Das Oberste Gericht des Landes hatte im Juni vergangenen Jahres größere Polizeiaktionen während der Pandemie untersagt. Nur in extremen Ausnahmefällen seien Einsätze in den Armenvierteln zugelassen. "Diese Entscheidung untersagt uns nicht, unsere Hausaufgaben zu machen", wird Polizeisprecher Rodrigo Oliveira in Medienberichten zitiert. "Das Schlimmste überhaupt ist, keine Aktionen durchzuführen." Der Justiz warf er angesichts des Verbots "blinden Aktionismus" vor.

Polizeieinsätze vor Gericht

Noch am Donnerstagnachmittag entschied das Oberste Gericht angesichts der Vorfälle in Jacarezinho, am 21. Mai erneut über die Beschränkung von Polizeieinsätzen zu beraten. Rio de Janeiros Polizei gilt als eine der weltweit gewalttätigsten überhaupt. Rund 30 Prozent aller Tötungsdelikte in Rio werden durch Polizisten verübt. Im Jahr 2018 wurden mehr als 1.500 Personen Opfer von Polizeiaktionen, 2019 waren es sogar 1.810 Menschen.

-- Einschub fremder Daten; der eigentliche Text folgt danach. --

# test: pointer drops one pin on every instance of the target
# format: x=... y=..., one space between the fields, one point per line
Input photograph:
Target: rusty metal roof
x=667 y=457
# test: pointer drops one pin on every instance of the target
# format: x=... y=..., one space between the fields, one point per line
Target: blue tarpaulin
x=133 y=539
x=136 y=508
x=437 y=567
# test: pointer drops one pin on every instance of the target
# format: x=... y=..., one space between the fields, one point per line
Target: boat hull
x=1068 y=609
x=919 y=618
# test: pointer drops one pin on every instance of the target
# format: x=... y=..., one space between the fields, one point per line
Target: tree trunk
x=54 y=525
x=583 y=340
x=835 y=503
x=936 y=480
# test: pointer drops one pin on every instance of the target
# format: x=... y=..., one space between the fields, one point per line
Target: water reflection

Kritik am Polizeieinsatz in Jacarezinho kam auch von der Menschenrechtsorganisation "Kommission Arns", die nach dem ehemaligen Erzbischof von Sao Paulo, Paulo Evaristo Arns, benannt ist. "Auf dieses Massaker muss eine Reaktion folgen." Die Polizeiaktion sei desaströs, so die Kommission, die das Einhalten des vom Obersten Gerichts verhängten Verbots forderte. Auch die Menschenrechtsorganisationen Amnesty International und Human Rights Watch verurteilten die Aktion und forderten eine rigorose Aufklärung.